Download INTERDYNAMIK thematic workshop on vegetation dynamics

INTERDYNAMIK thematic workshop on vegetation dynamics
Workshop rationale
The geographical distribution of dominant land plant forms is mainly controlled by climate. If
climate alters, the vegetation cover closely follows the change in the climatic patterns. In
turn, changes in spatial distribution and composition of terrestrial vegetation alter the climate
through modifications of heat and water fluxes, atmospheric gas and aerosol composition.
Biogeochemical and biogeophysical mechanisms form numerous feedbacks between
biosphere and climate that were active during the Earth’s geological past, continue to
operate at present, and will be important in the future. Analysis of climate-biosphere
feedbacks and their role in the climate system dynamics during Quaternary is a new, rapidly
developing scientific field that relies on climate system modeling and proxy data analysis.
Within INTERDYNAMIK, many projects (COIN, DAMOCLES, GLUES, HOBIMED,
HOLOPARC, MISO, Veg-Clim-Man) use coupled climate-vegetation models which are
applied to different questions including a role of vegetation cover in climate change during
interglacials. Several dynamic vegetation models are used in these projects: two different
versions of LPJ, NCAR DGVM, VECODE and TRIFFID. An overview of the comparative
performance of these models is needed.
On the data gathering side, different terrestrial proxy data, mostly pollen, have been
assembled for time-slice reconstruction of vegetation cover during Holocene. New data are
going to be collected, especially for the earlier interglacials.
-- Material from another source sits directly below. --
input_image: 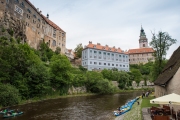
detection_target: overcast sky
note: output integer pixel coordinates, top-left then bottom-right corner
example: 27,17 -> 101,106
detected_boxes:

A question of whether and how
to compare model with proxy data is essential and urgent for both modelling and data
communities.
In summary, the workshop aimed at a discussion of opportunities for synergy between
different projects with a focus on vegetation cover in interglacials as well at exploration of
perspectives of further cooperation between modeling and data gathering communities.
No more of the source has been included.